The War Against Civilization


Monday, 21 November 2005

Dispatches from the front (NYT): GM to Cut 30,000 Jobs and Close 12 PlantsFor a GM Family, the American Dream Vanishes

It's obvious now that we made a mistake here in coming up with our "War on the Poor" tag to describe the rapacious and ruinous policies of the Bush Regime, and the brutal corporate ethos it represents. For it's not just a war on the poor, of course. That war was won long ago; Bush and the boys grind the poor beneath their heels just for the hell of it these days, just for kicks, a sadistic thrill. No, it's also a war against working people, against the middle class, against the very idea that there is a common good beyond the raw bottom line, that individual human lives and human communities have any intrinsic value or meaning whatsoever, except as raw material to be squeezed for blood money and chump change.

It is a war that is destroying, very deliberately, a way of life that brought an unprecedented measure of security and stability and prosperity to millions of Americans across generations. It's being systematically destroyed because the business elite can reap even higher, more obscene profits than they already command by gutting America and "outsourcing" its jobs (and not just in the auto industry, of course) to places that pay slave wages to unprotected, unorganized workers and kick back secret sweeteners to keep the corporate lords fat and happy. And it's being systematically destroyed because the political elite prefer an atomized, terrorized, polarized rabble -- scrambling for survival, worn out with worry, broken down with untreated illness or bankrupted by medical costs, fighting each other for a dwindling number of ill-paid, going-nowhere jobs -- to a secure and confident citizenry that stands up for its rights.
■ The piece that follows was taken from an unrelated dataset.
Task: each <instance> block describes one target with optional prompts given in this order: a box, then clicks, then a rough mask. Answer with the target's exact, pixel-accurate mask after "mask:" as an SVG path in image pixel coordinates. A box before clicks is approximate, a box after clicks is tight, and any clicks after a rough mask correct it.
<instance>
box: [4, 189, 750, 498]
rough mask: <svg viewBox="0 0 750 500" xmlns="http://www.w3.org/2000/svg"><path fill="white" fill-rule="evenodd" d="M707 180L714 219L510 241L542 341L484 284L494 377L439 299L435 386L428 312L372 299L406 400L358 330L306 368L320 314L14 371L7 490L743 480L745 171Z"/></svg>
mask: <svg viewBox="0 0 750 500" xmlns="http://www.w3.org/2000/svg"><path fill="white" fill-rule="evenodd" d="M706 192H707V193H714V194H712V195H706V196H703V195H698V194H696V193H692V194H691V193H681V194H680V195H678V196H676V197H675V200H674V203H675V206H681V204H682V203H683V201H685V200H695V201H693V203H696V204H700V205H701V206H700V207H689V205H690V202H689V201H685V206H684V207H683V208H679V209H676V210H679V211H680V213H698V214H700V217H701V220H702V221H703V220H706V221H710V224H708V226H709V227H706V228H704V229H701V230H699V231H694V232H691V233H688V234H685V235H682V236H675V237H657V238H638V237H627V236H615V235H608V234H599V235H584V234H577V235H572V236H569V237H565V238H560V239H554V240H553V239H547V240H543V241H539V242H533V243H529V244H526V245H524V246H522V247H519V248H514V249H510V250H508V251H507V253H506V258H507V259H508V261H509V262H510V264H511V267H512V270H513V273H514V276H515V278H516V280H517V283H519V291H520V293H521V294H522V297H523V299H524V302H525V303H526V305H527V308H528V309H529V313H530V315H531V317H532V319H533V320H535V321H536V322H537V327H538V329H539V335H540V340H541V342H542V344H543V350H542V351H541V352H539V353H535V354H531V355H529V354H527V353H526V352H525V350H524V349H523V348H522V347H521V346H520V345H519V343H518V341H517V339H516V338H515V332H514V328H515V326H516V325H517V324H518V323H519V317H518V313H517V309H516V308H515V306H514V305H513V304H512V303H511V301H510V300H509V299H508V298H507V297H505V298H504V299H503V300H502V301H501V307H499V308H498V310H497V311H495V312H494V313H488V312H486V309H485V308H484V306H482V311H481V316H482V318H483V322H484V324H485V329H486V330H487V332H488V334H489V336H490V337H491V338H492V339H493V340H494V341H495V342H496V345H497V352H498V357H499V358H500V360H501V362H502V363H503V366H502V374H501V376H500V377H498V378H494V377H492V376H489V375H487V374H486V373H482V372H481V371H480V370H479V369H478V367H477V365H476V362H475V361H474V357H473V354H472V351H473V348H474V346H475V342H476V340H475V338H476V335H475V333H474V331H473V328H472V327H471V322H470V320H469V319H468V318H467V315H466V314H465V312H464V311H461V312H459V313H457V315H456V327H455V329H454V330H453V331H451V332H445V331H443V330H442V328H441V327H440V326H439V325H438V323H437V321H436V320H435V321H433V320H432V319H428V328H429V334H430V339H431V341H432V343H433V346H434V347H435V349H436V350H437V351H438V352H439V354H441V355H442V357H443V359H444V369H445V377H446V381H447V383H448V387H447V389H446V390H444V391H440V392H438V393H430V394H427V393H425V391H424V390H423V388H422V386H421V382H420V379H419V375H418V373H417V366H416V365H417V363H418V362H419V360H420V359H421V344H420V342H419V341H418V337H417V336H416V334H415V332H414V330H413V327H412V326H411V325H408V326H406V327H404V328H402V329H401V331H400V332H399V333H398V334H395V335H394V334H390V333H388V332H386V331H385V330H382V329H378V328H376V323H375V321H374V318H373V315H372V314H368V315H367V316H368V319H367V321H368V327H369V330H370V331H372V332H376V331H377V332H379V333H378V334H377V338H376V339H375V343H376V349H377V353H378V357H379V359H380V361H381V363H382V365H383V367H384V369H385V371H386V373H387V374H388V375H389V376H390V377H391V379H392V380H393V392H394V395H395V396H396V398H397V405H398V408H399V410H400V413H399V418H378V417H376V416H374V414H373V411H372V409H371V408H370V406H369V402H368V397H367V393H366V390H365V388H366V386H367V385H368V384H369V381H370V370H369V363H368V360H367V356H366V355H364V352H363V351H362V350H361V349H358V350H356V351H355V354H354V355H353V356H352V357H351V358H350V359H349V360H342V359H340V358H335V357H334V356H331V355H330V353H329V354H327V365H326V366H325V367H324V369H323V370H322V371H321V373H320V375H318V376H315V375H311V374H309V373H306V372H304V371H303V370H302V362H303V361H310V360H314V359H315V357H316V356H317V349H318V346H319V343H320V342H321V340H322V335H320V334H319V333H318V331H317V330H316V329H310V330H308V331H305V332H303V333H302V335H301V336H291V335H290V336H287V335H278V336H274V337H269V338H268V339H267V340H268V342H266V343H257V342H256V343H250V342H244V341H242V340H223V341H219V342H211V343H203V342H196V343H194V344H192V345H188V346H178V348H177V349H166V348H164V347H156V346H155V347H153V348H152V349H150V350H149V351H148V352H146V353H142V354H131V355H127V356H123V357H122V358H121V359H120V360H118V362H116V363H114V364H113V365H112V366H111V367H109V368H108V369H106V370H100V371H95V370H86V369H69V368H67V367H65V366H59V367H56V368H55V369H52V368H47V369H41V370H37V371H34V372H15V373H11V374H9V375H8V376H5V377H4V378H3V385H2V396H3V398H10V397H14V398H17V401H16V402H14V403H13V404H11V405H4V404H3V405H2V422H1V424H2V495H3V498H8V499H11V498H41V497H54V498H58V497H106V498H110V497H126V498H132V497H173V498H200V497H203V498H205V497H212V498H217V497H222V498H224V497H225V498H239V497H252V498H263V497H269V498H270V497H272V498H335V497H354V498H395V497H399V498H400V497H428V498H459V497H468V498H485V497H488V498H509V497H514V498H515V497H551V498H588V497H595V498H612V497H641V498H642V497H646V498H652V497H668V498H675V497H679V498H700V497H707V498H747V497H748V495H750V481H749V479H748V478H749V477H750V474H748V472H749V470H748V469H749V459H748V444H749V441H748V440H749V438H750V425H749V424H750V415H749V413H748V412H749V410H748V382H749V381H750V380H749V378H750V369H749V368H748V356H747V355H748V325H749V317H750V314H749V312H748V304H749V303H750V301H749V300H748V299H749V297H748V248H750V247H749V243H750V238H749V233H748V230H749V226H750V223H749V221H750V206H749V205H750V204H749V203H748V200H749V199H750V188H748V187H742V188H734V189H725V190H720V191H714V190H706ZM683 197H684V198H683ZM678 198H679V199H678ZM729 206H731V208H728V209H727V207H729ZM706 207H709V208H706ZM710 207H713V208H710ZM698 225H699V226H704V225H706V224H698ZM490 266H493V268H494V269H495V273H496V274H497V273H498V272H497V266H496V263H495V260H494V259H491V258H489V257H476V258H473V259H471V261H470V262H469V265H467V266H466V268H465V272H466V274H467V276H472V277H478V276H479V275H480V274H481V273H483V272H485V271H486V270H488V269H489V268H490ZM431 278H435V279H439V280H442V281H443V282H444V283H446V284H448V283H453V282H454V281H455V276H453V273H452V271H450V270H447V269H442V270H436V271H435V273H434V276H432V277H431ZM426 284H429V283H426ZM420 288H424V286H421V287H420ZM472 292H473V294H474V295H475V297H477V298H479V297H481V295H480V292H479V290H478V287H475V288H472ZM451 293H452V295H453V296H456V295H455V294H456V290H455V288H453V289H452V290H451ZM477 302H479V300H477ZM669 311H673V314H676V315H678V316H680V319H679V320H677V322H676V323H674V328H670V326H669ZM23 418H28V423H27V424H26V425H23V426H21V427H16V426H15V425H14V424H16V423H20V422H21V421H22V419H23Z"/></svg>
So it's not just a war against the poor, although the poor are its greatest victims. It's a war against civilization itself, if we define civilization as the struggle to overcome the worst instincts of our human nature, as free people coming together in search of betterment and enlightenment -- "life, liberty, and the pursuit of happiness," in other words. The War on Civilization being waged by Bush and the elite has been far more destructive of the "American way of life" than the not-dissimilar war on civilization being pursued by the pockets of violent religious extremists could ever hope to be.

Both forces seek to destroy the idea of compassion, tolerance and inclusion that is the hallmark of true civilization, and instead impose a harsh, narrow vision of life, a society dominated by the arbitrary will of a privileged few. The "War on Terror" is not a "clash of civilizations;" it is in many respects a civil war between the enemies of civilization, fighting it out to see which of their barbaric, degenerate views of human society will prevail.